11. There is limited evidence for adverse health effects that could arise due to excess vitamin D exposure during lactation. However, hypercalciuria could possibly occur, with one clinical study carried out on participants with low initial levels of vitamin D reporting a slight increase in possible hypercalciuria after consuming supplements of 700 micrograms per week (i.e., 100 micrograms per day) of vitamin D.
12. In 2003, the Expert Group on Vitamin and Minerals (EVM) set an intake level of 25 micrograms per day as the level of vitamin D that would not be expected to result in adverse health effects – i.e., a safe level of intake. More recently The European Food Safety Authority (EFSA) developed a tolerable upper limit (TUL) of 100 micrograms per day for the general adult population, including pregnant women. This TUL was endorsed by the COT.
13. This risk assessment showed that women attempting conception, pregnant and lactating women who consume vitamin D only from food (and not supplements) are very unlikely to be at risk of adverse health effects from excess vitamin D as their exposure levels are below the TUL of 100 micrograms per day.
14. It is only when higher strength Vitamin D supplements (well above the NHS recommended intake) are taken that problems may arise. Only a minority of women attempting conception, pregnant or lactating who consume vitamin D from both food and supplements are likely to be above the TUL of 100 micrograms per day. It is important to note that this would only be of health concern if high intakes were sustained long-term. Pregnant women with mutations in the genes involved in vitamin D metabolism are more likely to experience adverse health effects such as high blood calcium levels and high calcium levels in the urine. Fortunately, such mutations are often diagnosed early and suitable medical advice provided.

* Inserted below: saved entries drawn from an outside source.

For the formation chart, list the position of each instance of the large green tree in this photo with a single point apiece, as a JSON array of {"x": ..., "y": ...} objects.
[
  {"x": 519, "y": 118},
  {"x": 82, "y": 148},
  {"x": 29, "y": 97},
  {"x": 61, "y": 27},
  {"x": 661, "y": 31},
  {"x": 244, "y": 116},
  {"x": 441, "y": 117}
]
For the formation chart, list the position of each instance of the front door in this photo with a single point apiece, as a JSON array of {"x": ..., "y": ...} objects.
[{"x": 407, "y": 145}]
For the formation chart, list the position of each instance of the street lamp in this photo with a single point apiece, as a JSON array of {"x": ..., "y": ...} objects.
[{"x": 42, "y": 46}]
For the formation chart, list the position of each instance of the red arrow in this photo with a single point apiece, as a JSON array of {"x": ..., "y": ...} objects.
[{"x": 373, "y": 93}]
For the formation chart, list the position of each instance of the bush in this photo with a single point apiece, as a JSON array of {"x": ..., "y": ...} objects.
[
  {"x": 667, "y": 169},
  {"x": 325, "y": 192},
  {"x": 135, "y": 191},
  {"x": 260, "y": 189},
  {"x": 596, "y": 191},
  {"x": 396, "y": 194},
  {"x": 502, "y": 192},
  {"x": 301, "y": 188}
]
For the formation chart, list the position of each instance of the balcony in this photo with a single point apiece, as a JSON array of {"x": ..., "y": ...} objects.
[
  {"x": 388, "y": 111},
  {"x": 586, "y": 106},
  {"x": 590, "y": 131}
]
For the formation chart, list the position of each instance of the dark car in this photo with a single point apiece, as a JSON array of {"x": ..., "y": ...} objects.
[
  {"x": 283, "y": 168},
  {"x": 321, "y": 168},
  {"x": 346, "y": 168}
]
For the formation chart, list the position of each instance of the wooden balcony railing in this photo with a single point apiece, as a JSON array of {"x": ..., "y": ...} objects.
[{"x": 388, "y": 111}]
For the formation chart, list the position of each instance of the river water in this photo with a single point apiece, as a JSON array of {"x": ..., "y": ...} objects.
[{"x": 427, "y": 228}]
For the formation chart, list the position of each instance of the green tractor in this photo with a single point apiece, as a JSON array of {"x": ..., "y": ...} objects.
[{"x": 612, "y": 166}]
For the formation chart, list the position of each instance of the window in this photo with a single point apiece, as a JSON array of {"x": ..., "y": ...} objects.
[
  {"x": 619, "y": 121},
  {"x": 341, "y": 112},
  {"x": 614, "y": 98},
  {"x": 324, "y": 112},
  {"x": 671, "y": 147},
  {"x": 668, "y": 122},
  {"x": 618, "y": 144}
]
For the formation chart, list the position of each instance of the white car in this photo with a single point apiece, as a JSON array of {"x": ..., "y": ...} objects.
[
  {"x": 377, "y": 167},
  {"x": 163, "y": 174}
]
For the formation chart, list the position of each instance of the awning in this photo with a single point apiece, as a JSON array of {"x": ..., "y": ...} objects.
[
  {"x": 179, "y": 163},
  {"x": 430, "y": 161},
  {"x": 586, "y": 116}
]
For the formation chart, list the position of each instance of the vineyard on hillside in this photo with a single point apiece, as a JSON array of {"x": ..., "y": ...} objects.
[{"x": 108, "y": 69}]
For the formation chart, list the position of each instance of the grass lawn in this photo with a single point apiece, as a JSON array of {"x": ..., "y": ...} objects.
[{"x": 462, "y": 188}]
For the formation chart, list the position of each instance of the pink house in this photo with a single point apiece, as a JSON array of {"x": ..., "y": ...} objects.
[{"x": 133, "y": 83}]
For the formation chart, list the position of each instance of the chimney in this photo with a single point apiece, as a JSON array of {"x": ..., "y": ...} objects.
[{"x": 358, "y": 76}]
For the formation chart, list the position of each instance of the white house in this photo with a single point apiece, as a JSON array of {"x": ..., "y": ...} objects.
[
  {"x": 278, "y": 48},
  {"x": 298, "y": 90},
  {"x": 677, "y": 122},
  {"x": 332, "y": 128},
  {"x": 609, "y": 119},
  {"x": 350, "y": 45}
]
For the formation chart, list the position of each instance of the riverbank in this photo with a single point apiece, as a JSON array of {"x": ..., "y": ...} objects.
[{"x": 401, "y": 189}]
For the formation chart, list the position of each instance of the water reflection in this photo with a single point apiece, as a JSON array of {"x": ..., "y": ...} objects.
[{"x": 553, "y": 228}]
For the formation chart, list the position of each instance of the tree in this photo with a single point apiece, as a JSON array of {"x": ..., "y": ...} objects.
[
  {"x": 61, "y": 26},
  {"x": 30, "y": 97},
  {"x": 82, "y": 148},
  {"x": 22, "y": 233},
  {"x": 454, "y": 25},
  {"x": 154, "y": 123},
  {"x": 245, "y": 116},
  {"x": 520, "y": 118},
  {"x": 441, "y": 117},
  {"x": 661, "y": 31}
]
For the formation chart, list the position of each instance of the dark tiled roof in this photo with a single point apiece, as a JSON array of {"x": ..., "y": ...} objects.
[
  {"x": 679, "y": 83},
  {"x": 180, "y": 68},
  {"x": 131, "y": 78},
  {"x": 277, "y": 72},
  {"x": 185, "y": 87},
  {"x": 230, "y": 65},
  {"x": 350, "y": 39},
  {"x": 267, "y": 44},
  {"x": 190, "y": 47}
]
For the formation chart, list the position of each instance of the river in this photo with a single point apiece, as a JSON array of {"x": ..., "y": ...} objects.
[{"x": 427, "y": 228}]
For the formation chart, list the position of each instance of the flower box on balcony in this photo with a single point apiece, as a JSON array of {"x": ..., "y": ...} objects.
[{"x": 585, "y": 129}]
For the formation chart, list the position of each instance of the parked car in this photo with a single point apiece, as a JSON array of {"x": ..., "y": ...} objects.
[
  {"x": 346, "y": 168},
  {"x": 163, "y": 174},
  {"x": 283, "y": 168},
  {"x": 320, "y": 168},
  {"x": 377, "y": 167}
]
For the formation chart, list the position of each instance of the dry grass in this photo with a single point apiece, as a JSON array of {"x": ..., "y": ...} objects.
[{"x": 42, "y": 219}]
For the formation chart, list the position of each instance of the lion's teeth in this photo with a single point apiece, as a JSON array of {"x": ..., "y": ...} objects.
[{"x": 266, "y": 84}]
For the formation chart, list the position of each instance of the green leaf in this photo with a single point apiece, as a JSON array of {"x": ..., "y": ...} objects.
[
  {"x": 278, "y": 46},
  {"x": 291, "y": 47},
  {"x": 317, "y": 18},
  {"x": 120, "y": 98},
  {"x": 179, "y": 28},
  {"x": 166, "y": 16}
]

15. The COT concluded that consumption of higher strength vitamin D supplements alone or in combination with food can result in exceedance of the TUL and pose a potential health concern. However, consumption of lower strength supplements (containing 10 micrograms of vitamin D), as recommended by the NHS that aimed at pregnant and breast-feeding women, either alone or in combination with the vitamin D present in food is very unlikely to result in excess vitamin D intake or adverse health effects related to excess vitamin D intake.